Volunteers are really what make a church or ministry go. Seriously, churches would be completely ineffective without volunteers. Churches have a responsibility to develop great, top tier volunteers. Here are five things you can do as a volunteer in your worship/band/production team to take things to the next level.
1. Show up early
If you truly want to be a next level volunteer, on time is not early enough. Show up 15 or even 30 minutes early. This will do several things for you (and for those in leadership above you).
- You will be more likely to be prepared to accomplish your task.
- You will get some great one-on-one time with your leader (worship leader, productions pastor, etc). This is valuable, and if you want to grow as a volunteer, you should seek time with your leader.
- You will have an opportunity to take on more responsibility.
This last point is important. When volunteers in my worship ministry show up early, they often ask what they can do to help. This is such a blessing to me, and these are the people that I like to entrust with more and more responsibilities.
2. Show up prepared (in other words, practice)
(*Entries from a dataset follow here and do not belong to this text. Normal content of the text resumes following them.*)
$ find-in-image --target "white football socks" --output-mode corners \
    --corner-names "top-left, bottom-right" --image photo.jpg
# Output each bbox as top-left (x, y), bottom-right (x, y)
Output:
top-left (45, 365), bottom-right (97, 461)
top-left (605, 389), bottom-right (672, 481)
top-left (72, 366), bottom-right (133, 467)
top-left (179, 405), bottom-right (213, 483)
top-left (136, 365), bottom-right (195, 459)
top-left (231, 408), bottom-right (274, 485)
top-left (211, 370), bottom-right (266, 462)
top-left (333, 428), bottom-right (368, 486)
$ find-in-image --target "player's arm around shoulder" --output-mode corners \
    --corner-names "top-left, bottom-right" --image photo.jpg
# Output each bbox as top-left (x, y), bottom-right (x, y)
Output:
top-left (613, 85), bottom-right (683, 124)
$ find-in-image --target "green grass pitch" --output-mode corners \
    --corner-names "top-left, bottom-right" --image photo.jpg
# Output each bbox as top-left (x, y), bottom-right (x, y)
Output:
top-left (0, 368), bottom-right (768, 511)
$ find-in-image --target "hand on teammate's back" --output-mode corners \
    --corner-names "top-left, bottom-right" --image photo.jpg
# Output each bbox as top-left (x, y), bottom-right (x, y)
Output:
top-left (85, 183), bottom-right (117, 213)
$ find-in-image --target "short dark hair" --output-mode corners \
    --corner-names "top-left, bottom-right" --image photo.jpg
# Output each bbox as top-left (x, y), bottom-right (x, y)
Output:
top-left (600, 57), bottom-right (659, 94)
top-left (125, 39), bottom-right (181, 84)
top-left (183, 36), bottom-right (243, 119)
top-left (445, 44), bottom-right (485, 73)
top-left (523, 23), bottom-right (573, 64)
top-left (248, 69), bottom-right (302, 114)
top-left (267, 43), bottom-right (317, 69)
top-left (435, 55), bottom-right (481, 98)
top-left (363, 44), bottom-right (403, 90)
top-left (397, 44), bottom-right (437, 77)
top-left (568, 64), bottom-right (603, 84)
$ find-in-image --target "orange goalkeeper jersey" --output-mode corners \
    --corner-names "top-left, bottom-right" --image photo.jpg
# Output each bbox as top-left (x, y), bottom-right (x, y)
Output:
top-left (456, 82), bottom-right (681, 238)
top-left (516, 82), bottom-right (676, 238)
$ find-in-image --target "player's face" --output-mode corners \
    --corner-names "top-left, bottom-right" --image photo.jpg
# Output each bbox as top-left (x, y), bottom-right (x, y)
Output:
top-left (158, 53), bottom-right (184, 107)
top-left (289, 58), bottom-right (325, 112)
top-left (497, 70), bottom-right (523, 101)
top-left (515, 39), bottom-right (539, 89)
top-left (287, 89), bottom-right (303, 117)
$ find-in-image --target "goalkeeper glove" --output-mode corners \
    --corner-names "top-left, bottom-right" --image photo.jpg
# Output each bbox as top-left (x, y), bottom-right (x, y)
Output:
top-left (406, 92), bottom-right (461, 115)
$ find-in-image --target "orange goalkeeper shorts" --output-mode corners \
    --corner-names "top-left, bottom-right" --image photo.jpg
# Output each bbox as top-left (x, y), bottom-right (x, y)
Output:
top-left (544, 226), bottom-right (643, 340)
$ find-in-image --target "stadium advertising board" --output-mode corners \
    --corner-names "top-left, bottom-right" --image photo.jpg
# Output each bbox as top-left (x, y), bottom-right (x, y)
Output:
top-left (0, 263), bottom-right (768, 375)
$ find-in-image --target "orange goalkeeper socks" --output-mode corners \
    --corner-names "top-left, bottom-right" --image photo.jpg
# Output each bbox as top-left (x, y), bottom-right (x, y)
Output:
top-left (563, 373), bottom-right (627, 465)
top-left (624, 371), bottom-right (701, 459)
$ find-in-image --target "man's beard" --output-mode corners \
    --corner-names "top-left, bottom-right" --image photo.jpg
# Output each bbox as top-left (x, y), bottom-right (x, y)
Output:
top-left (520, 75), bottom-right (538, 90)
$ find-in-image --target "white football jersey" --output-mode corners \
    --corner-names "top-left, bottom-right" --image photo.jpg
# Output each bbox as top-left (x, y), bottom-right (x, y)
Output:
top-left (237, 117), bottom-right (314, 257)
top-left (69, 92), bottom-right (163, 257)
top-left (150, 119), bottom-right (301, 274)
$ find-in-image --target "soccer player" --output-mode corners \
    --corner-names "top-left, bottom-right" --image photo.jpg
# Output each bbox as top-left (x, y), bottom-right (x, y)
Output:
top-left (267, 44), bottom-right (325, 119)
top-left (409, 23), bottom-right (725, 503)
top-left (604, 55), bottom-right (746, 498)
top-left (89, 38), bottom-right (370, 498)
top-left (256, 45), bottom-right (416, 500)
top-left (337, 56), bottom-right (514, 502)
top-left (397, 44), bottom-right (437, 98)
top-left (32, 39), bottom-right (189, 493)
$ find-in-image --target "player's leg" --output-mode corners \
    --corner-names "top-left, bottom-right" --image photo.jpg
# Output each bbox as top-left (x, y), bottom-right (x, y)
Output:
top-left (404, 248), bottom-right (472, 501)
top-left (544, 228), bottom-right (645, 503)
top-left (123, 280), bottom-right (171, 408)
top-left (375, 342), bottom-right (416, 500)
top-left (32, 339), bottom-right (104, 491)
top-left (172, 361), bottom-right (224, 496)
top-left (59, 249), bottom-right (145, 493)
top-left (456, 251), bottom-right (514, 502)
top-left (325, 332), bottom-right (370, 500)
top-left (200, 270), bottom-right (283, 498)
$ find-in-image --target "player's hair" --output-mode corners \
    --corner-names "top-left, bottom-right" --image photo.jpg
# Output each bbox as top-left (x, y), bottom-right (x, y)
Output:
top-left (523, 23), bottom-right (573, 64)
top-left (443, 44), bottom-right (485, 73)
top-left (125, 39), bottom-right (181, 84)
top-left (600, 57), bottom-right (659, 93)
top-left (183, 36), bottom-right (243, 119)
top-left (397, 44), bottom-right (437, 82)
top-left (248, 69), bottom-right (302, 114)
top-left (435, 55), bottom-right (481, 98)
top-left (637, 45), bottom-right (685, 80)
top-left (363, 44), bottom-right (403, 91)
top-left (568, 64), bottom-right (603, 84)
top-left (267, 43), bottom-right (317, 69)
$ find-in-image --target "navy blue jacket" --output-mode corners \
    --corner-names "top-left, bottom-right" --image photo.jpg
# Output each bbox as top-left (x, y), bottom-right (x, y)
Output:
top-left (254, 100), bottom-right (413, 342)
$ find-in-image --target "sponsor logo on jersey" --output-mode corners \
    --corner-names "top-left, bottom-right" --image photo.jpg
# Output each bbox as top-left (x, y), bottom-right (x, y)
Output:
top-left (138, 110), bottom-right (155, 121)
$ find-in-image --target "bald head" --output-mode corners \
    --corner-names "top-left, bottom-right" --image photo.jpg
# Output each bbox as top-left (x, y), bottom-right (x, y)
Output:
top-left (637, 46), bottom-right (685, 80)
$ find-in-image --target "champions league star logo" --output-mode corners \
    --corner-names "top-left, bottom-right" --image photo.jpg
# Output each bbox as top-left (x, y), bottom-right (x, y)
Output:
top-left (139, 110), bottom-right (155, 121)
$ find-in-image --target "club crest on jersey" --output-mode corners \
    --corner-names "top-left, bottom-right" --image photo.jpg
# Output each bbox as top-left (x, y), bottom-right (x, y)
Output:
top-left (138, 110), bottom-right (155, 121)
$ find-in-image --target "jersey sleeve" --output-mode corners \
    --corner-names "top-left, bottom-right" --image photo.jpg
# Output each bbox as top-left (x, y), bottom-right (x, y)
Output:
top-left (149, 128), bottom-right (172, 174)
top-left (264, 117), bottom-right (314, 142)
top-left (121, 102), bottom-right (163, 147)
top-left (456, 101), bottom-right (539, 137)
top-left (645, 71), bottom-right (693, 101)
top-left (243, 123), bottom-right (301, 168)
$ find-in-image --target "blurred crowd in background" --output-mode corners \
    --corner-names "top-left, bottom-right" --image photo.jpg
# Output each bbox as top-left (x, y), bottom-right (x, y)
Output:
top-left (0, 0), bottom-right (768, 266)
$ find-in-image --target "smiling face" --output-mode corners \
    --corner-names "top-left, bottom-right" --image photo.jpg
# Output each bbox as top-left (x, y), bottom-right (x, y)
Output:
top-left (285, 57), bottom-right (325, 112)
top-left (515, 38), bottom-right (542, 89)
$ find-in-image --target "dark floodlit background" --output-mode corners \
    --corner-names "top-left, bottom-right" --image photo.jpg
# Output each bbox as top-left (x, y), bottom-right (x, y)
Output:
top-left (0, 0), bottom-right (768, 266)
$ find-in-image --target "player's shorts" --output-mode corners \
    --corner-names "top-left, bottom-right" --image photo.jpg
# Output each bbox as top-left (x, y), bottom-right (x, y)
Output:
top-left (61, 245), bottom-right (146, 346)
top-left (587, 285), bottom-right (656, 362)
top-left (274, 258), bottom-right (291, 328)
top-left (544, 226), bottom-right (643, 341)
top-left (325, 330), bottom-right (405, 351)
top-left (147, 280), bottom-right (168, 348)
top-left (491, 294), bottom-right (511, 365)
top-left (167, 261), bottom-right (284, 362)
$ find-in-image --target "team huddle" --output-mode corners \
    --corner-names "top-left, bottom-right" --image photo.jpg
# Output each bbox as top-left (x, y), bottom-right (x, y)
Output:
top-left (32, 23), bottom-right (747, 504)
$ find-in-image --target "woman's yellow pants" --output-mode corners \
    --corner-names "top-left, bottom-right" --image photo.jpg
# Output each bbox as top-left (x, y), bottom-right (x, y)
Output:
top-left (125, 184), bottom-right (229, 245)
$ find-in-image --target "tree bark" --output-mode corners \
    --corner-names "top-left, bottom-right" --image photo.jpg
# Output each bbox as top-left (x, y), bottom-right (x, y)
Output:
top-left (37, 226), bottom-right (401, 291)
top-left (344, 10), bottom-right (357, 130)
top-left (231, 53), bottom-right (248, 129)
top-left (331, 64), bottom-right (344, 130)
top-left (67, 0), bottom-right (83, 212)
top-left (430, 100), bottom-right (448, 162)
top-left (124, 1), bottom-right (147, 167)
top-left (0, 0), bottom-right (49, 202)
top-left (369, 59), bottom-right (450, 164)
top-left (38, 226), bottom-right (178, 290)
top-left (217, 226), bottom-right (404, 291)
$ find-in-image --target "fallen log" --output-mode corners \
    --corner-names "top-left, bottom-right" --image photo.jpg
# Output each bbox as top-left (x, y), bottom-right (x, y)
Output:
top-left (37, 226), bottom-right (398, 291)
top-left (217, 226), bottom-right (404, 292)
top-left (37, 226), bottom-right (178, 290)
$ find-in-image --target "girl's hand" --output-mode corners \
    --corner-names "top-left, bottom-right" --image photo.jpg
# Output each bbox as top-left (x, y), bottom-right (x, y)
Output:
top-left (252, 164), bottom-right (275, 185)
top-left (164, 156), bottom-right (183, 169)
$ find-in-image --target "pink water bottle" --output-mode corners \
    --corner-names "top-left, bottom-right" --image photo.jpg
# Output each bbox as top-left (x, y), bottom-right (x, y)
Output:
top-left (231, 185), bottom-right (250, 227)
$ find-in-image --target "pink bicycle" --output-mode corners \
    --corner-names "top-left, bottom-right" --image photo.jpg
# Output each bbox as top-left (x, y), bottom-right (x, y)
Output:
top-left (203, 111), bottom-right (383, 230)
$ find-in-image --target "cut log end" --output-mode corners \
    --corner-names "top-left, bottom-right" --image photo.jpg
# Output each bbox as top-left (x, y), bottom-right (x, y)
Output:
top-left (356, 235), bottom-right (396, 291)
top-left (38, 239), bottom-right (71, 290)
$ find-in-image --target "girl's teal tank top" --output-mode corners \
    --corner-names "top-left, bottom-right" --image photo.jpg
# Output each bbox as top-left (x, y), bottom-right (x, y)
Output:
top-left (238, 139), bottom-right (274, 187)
There’s one thing that’s worse than showing up late, and that’s showing up unprepared. You not only waste the worship leaders’ time, you waste all the other volunteers’ time as well. I ask our volunteers to come to rehearsal having already learned the songs – rehearsal is not the time to learn the songs – it’s the time to put them all together and craft and amazing worship experience.
If the culture in your church or worship team is to show up unprepared (even if your worship leader permits this or even does it him/herself), you can start to change the culture.
3. Learn a new instrument or skill
I believe that musicians should constantly seek to improve their skill, and great musicians should branch out to other instruments. You will improve your skill on your current instrument, and it will allow your worship leader to schedule more efficiently as you become proficient in another instrument. This goes for production skills as well – if you run sound, learn Pro Presenter (or whatever software you use for image projection).
4. Mentor somebody
I believe great leaders (and volunteers) should replicate themselves. Find someone in your church with potential, and tech them everything you know. You will ultimately grow yourself, and you’ll raise up another generation of great leaders in the church.
5. Lead worship when you are not scheduled
I believe that lots of worship leading happens from within the congregation. When a person truly engages in worship from within the congregation, it inspires those around them to do so as well. You can be this person. When you are not on stage or serving, be plugged in and be present. Engage in authentic worship. Build a culture in your church.